A fairly wellknown heuristic for TSP that is based on matching is described in the 2003 paper Match twice and stitch: a new TSP tour construction heuristic by Andrew B. Kahng and Sherief Reda.
Its basic idea is to generate a vertex-covering collection of even cycles via the union of two edge-disjoint matchings and then striving to optimally combine the cycles to arrive at a short Hamilton cycle.
The performance of that heuristic is reportedly good.
My question is however related to a different idea of "directly" constructing short Hamilton cycles of a graph with $n=2^k$ vertices by starting with a minimum weight matching, defining the matching edges to be the "root-paths" having level $0$. The paths of the next level are then generated by optimally connecting pairs of paths from the previous level and to finally insert the edge that connects the ends of the final path.

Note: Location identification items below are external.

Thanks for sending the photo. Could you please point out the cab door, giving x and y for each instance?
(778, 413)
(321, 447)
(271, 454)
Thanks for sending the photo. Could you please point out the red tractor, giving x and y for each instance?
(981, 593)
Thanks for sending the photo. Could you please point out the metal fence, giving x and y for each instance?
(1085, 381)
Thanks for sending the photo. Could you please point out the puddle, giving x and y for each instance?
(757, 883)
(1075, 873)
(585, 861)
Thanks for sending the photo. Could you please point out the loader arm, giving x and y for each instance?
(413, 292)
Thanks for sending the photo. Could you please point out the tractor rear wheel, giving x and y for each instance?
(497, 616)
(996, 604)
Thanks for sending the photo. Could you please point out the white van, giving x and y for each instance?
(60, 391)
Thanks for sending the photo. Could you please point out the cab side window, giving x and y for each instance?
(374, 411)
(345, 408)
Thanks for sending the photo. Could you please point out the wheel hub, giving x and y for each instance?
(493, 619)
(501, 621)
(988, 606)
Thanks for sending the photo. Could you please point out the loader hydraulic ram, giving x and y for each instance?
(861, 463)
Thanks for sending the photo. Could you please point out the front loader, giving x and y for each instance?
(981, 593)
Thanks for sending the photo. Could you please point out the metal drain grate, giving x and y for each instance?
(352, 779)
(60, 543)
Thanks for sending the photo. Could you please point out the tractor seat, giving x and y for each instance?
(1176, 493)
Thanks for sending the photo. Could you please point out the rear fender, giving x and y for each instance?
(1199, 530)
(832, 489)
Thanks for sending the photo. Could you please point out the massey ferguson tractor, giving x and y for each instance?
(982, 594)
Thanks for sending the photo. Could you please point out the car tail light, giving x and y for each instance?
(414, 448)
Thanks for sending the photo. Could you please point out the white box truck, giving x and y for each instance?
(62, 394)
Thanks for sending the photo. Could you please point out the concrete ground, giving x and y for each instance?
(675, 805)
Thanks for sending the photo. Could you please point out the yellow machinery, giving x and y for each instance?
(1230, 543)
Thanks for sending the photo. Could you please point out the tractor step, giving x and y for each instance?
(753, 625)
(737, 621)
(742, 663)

That idea has already been pursued in the 1996 German phd thesis *Traveling Salesman Problem mit iteriertem Matching* (Traveling Salesman Problem via Iterated Matching) by Frank Lauxtermann.
That paper is however the only one I could find where the idea of repeatedly combining pairs of paths at minimal cost is mentionend and apart from that the algorithm in the cited paper left a fuzzy impression on me in the sense that the combination of paths is based on rather involved criteria that aim at yielding low-weight combinations.
Questions:
- has the idea to repeatedly combining pairs of paths (starting with the set of edges in a matching) also been investigated by other authors?
- what is known about algorithms for determining the pairs of paths whose optimal combination yields the optimal solution of reducing the number of paths from $2m$ to $m$?